It wasn't hype, youth, or a careless approach to spelling that's made San Diego lo-fi band Wavves so divisive for the past couple years. Those things never help (hurt?), obviously, but mostly it was that everything about Nathan Williams' home-recording project felt so casual. And while the immediacy of his sloppy, hollering-into-a-laptop's-internal-mic approach made for some perfectly snotty, adolescent pop, it also resulted in an equal amount of half-stoned noise goofs that were included, it seemed, just to get his first record to album-length.

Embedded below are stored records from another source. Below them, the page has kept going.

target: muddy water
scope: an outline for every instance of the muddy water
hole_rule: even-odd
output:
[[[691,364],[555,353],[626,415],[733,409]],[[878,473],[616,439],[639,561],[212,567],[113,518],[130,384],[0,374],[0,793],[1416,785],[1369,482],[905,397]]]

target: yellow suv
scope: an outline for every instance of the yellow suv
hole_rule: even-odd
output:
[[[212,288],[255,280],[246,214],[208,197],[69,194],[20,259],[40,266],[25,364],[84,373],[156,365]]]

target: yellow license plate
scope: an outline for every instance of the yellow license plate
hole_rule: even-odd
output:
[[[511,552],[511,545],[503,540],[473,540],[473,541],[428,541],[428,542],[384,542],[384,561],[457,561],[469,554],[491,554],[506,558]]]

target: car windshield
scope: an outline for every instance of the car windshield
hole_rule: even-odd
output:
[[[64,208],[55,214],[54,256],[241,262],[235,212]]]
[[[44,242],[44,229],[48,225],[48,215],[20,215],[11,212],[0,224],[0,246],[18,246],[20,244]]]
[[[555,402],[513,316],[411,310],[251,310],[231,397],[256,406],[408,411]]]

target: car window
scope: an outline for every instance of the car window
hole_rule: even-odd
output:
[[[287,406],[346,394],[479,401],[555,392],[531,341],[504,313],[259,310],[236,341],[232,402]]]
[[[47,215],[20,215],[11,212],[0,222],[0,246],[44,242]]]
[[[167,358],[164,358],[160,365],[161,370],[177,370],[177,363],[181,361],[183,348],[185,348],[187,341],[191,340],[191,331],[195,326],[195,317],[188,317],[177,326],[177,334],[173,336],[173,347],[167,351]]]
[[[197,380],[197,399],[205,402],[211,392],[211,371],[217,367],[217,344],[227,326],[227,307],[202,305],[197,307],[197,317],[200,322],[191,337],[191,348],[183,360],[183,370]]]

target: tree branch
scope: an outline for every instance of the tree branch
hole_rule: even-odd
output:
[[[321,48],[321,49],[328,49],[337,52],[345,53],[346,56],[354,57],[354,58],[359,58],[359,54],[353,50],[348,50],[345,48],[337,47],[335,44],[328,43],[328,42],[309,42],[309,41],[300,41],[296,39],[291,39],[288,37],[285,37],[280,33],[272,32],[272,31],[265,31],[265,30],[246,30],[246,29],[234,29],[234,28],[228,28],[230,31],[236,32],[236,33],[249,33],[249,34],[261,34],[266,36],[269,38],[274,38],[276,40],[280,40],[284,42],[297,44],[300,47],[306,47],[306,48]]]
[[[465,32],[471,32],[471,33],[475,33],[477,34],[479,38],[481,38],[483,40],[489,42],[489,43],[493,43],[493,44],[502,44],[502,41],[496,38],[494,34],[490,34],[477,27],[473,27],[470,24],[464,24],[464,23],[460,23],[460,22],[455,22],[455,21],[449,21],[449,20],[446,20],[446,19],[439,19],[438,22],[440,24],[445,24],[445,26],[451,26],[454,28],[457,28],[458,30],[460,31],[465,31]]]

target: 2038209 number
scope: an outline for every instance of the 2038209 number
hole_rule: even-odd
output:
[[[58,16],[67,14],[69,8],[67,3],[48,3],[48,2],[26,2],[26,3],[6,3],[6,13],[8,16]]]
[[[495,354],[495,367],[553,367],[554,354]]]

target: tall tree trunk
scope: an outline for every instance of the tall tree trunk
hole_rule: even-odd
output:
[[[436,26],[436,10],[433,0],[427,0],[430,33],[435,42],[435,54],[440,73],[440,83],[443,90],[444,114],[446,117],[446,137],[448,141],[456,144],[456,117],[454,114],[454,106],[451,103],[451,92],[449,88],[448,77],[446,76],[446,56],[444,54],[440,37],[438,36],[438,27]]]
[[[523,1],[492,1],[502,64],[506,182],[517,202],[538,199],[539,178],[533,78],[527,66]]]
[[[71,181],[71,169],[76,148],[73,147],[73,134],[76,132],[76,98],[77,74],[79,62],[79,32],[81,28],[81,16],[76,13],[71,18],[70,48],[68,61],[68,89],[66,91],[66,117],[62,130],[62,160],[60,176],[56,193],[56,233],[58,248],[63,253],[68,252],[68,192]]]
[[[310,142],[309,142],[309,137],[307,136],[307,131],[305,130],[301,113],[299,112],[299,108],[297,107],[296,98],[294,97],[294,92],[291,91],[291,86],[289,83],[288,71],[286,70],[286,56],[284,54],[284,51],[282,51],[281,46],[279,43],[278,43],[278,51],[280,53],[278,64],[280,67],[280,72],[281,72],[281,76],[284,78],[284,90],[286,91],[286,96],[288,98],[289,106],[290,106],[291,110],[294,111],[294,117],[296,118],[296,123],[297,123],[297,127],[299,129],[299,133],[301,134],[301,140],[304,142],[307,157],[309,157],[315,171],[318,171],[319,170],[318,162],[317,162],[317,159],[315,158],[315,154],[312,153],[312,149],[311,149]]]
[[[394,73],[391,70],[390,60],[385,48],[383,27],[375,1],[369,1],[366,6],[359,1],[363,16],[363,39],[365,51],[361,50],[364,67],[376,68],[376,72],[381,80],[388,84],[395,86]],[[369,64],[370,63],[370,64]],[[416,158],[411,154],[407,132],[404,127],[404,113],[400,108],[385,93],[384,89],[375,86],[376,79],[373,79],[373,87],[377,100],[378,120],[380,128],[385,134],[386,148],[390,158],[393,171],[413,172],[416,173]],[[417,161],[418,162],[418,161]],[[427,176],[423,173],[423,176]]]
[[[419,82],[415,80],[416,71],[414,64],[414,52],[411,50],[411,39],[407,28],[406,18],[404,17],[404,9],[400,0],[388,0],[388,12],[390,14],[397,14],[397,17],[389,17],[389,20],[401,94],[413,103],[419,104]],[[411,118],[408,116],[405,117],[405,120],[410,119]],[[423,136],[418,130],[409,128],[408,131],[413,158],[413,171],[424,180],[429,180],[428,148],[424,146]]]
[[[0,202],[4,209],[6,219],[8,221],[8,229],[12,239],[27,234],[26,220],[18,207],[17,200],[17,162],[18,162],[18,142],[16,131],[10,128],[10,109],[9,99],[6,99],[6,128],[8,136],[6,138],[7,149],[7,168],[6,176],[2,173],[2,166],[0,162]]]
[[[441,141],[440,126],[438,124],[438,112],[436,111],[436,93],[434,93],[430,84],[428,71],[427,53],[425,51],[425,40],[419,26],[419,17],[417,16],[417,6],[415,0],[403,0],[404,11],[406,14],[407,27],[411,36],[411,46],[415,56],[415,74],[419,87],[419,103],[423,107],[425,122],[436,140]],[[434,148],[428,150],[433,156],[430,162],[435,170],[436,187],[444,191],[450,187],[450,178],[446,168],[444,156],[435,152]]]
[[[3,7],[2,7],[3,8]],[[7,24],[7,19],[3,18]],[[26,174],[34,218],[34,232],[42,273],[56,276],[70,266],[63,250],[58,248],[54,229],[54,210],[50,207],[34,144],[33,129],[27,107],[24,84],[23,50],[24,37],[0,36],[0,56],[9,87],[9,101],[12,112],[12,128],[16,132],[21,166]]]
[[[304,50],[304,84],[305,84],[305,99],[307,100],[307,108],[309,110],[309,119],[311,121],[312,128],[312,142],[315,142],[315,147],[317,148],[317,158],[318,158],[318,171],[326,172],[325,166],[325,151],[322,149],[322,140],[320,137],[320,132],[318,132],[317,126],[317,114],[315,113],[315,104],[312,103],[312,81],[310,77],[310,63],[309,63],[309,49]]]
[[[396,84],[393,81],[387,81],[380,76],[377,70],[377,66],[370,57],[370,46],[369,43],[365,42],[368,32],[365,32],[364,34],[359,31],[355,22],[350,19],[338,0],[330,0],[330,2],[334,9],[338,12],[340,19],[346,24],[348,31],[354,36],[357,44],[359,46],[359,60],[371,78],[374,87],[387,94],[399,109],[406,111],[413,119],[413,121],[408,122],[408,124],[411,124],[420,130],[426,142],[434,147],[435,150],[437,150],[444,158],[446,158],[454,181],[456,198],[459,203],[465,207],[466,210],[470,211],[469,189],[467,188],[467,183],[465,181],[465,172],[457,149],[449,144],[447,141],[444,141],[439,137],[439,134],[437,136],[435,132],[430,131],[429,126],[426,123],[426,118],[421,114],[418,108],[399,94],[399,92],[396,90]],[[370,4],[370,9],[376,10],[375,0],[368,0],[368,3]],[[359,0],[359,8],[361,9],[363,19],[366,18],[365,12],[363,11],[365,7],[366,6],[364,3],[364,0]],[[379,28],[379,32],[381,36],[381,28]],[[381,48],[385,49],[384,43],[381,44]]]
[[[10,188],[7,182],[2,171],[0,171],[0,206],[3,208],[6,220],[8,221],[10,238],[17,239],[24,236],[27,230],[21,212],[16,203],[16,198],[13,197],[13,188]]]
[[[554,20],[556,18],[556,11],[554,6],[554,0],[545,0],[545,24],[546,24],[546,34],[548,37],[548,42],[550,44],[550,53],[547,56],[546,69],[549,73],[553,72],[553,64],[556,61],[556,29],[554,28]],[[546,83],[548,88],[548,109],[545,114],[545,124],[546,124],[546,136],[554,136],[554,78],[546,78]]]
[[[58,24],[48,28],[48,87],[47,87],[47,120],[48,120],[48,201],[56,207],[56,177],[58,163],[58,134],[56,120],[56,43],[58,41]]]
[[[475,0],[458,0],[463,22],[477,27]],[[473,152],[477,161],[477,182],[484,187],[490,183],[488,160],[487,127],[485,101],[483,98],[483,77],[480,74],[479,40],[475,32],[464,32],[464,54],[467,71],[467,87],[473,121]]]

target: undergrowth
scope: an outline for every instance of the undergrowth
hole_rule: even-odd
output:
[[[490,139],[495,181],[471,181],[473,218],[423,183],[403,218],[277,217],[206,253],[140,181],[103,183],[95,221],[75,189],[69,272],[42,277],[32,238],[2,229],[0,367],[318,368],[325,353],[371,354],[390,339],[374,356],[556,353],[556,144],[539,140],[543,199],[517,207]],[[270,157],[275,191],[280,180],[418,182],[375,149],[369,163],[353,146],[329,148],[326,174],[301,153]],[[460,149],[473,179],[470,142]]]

Then he released another LP, mere weeks after the first taste of fame, the sole aesthetic development of which being an extra V in its title. It was all pretty punk, sure, but in this case, Johnny Rotten's immortal rhetorical, "Ever get the feeling you've been cheated?," was a little too easy to answer. So, when a behind-the-scenes narrative about public drug freak-outs, indie-rock bar fights, and a young dude just generally losing his shit in the spotlight started outpacing all that instant critical acclaim, let's just say that concerned empathy was not the default response.
As the title track to Wavves new record, King of the Beach, starts spinning, it's clear that this isn't going to be Wavvvves. Recorded in a real studio with Modest Mouse producer Dennis Herring, the sound is clean and muscular. It'll be a hell of a jolt to those who've considered Williams' songwriting mostly fuzz and mirrors to this point: Whereas his early, more formless half-songs got compared to No Age by default, this is closer to the laser-guided garage rock of the late Jay Reatard (whose old rhythm section just happens to be Wavves' current touring band).
Though the record is more nimble musically, its themes remain stunted to teenage immediacy—Nintendo, beaches, water fights, being dumb, feeling lame and vaguely guilty. With the feedback peeled off, the banality of the pop-punk hooks is even more apparent. There are times when Williams might be a couple of bodily function jokes away from accidentally writing a Blink 182 single. But there's a dark undercurrent to the words too—self-deprecation bordering on self-hate. Lyrics like, "I'd say I'm sorry but it doesn't mean shit," or "All my friends hate my guts," feel like internalized responses to pages upon pages of Internet comments berating him for various fuck-ups.
During "Take on the World," Williams sings, "I still hate my music, it's all the same." Encouragingly, that seems like one self-inflicted zing he's taken pains to correct. King of the Beach's middle section swings from shuffling near-ballads, to deranged bubblegum pop, to hooky, low-key synth that could be described with made-up nightmare terms like "chill-wave doo-wap." It's not all great. Eyes roll as he breaks out the Phil Spector "Be My Baby" drumbeat for the eighteen-millionth time. Crazed, muppet-voiced backing vocals occasionally make Woods' Jeremy Earl sound comparatively normal. And yeah, sometimes the dumbness of it all just overwhelms everything else. But for a third record, it's not a bad start.